Migrate Data to a Downstream TiDB Table with More Columns

This document provides the additional steps to be taken when you migrate data to a downstream TiDB table with more columns than the corresponding upstream table. For regular migration steps, see the following migration scenarios:

Use DM to migrate data to a downstream TiDB table with more columns

When replicating the upstream binlog, DM tries to use the current table schema of the downstream to parse the binlog and generate the corresponding DML statements. If the column number of the table in the upstream binlog does not match the column number in the downstream table schema, the following error occurs:

"errors": [
    {
        "ErrCode": 36027,
        "ErrClass": "sync-unit",
        "ErrScope": "internal",
        "ErrLevel": "high",
        "Message": "startLocation: [position: (mysql-bin.000001, 2022), gtid-set:09bec856-ba95-11ea-850a-58f2b4af5188:1-9 ], endLocation: [ position: (mysql-bin.000001, 2022), gtid-set: 09bec856-ba95-11ea-850a-58f2b4af5188:1-9]: gen insert sqls failed, schema: log, table: messages: Column count doesn't match value count: 3 (columns) vs 2 (values)",
        "RawCause": "",
        "Workaround": ""
    }
]

The following is an example upstream table schema:

# Upstream table schema
CREATE TABLE `messages` (
  `id` int(11) NOT NULL,
  PRIMARY KEY (`id`)
)

The following is an example downstream table schema:

# Downstream table schema
CREATE TABLE `messages` (
  `id` int(11) NOT NULL,
  `message` varchar(255) DEFAULT NULL, # This is the additional column that only exists in the downstream table.
  PRIMARY KEY (`id`)
)

When DM tries to use the downstream table schema to parse the binlog event generated by the upstream, DM reports the above Column count doesn't match error.

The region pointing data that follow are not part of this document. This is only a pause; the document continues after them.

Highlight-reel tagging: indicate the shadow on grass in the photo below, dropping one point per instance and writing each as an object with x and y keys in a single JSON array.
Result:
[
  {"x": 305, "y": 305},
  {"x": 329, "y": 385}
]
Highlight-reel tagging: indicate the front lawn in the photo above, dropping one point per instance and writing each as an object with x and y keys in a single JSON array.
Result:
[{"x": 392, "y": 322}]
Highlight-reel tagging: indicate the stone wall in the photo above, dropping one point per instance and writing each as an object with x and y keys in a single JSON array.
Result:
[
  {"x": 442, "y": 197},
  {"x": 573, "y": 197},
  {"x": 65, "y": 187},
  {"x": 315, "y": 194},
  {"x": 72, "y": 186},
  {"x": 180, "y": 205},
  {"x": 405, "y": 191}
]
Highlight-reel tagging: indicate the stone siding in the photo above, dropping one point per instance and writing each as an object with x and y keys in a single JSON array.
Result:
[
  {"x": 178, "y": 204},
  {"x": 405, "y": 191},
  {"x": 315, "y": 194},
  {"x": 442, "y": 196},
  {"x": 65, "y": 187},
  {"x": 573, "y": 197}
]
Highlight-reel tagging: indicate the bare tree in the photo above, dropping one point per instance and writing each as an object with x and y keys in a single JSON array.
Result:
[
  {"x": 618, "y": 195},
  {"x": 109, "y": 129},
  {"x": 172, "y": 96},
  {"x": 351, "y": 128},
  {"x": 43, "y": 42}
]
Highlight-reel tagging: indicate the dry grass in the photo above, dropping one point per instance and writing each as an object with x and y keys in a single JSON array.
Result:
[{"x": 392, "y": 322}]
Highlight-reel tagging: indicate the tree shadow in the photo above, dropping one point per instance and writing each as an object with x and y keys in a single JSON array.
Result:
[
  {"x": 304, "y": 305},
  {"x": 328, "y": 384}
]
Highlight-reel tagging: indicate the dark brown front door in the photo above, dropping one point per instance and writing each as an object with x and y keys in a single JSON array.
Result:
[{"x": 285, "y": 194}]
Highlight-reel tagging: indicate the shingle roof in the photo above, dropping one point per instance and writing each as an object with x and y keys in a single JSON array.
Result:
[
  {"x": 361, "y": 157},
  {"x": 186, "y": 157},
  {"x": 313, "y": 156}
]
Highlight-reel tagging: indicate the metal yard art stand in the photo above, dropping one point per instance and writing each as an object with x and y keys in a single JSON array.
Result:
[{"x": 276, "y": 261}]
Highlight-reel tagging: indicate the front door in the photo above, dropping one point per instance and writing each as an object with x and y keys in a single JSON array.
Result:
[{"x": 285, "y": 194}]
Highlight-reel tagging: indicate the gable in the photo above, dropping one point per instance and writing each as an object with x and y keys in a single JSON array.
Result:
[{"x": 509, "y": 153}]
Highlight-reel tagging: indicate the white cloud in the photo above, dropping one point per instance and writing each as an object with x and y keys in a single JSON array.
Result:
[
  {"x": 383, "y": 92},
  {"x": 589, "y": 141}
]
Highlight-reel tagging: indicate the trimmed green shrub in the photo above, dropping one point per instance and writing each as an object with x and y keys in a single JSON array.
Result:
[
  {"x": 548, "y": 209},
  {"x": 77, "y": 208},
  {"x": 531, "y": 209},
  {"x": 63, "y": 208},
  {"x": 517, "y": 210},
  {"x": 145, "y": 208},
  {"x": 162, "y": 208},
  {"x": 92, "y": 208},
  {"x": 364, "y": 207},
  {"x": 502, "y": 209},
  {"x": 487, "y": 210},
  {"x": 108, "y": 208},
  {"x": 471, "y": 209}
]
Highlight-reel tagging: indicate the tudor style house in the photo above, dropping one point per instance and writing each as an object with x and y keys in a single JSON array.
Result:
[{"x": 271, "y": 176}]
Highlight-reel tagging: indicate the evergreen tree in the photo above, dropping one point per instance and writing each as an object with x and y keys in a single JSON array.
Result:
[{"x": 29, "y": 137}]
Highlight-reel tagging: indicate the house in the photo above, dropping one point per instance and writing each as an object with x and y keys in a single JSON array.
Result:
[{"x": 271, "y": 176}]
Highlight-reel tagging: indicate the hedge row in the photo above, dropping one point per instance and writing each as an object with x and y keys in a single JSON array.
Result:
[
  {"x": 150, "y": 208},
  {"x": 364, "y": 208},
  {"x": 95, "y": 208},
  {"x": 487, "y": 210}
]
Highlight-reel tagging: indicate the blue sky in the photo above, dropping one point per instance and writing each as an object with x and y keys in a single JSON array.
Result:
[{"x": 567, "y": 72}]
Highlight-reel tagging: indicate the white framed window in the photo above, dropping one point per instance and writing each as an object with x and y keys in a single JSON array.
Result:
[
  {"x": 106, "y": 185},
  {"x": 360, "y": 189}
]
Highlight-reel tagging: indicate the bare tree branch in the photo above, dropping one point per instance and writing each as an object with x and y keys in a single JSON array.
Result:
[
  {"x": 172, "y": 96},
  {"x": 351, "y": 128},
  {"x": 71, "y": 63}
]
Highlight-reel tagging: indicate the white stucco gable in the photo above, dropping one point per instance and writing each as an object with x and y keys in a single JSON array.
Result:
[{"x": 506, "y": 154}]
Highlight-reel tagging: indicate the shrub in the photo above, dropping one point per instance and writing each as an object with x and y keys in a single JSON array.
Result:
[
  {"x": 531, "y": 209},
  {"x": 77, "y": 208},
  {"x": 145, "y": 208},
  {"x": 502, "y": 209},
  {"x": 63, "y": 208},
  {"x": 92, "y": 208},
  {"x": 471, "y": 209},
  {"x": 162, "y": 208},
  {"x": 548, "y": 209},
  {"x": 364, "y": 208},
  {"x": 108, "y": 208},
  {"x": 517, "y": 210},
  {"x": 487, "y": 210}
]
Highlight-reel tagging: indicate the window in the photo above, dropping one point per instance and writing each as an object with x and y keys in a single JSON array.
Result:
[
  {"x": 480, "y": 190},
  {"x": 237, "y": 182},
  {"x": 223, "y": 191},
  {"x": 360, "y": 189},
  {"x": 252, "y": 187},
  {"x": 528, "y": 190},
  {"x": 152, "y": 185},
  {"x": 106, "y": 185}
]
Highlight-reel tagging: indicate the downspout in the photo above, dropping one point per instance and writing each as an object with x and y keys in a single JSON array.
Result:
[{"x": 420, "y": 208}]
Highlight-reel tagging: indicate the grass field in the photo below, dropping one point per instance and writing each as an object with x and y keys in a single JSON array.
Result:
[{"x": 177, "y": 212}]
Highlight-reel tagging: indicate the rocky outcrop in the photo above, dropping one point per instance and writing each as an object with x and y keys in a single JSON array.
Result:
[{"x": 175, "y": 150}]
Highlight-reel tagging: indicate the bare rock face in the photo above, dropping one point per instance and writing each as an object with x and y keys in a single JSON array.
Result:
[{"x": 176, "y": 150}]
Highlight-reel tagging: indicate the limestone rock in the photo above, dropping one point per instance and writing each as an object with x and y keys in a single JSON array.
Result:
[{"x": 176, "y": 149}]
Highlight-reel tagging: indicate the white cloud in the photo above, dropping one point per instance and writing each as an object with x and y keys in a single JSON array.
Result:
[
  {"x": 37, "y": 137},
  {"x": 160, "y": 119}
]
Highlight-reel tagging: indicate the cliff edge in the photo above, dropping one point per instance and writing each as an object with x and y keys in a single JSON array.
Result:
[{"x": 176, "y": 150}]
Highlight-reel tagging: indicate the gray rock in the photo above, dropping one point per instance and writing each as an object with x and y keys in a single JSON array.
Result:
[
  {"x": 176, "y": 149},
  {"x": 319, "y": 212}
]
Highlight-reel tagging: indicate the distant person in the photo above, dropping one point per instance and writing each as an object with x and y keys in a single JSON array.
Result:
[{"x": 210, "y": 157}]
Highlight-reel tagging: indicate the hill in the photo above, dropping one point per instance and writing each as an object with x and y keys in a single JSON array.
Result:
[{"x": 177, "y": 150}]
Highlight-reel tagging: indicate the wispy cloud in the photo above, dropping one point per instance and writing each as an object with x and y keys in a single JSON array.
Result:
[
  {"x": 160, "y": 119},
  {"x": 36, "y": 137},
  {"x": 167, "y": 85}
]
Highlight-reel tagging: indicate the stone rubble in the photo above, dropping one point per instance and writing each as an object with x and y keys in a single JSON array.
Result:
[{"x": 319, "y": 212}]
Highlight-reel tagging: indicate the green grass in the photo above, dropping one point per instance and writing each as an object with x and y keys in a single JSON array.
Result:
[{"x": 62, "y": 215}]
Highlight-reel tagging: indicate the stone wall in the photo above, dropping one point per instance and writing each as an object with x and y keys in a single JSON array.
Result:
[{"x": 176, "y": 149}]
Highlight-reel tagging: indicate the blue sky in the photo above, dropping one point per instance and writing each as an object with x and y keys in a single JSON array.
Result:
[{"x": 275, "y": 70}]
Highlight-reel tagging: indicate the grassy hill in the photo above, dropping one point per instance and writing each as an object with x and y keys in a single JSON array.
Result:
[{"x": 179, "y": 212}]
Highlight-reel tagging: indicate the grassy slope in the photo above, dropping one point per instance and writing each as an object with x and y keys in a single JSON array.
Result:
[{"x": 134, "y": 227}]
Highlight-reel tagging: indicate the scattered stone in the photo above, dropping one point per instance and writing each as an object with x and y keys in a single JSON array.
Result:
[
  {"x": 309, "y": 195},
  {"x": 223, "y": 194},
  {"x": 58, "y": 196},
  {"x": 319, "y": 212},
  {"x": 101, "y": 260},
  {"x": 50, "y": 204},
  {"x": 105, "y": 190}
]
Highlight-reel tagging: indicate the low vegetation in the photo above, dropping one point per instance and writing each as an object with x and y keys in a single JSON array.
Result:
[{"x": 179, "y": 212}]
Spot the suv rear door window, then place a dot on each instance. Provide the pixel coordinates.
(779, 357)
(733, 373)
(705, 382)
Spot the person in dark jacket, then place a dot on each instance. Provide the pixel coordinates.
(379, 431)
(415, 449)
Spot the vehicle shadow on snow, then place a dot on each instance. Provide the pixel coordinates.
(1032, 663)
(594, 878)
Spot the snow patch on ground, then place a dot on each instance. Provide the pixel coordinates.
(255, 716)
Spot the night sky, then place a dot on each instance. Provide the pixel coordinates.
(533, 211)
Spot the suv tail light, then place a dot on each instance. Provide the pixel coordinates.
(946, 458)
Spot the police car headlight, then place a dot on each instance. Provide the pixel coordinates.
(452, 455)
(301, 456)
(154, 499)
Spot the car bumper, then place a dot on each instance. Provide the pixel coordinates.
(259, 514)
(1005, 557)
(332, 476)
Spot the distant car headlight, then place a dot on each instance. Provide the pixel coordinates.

In such cases, you can use the operate-schema command to set a table schema for the table to be migrated from the data source. The specified table schema needs to correspond to the binlog event data to be replicated by DM. If you are migrating sharded tables, for each sharded table, you need to set a table schema in DM to parse binlog event data. The steps are as follows:

  1. Create a SQL file in DM and add the CREATE TABLE statement that corresponds to the upstream table schema to the file. For example, save the following table schema to log.messages.sql.

    # Upstream table schema
    CREATE TABLE `messages` (
    `id` int(11) NOT NULL,
    PRIMARY KEY (`id`)
    )
  2. Use the operate-schema command to set the table schema for the table to be migrated from the data source (At this time, the data migration task should be in the Paused state due to the above Column count doesn't match error).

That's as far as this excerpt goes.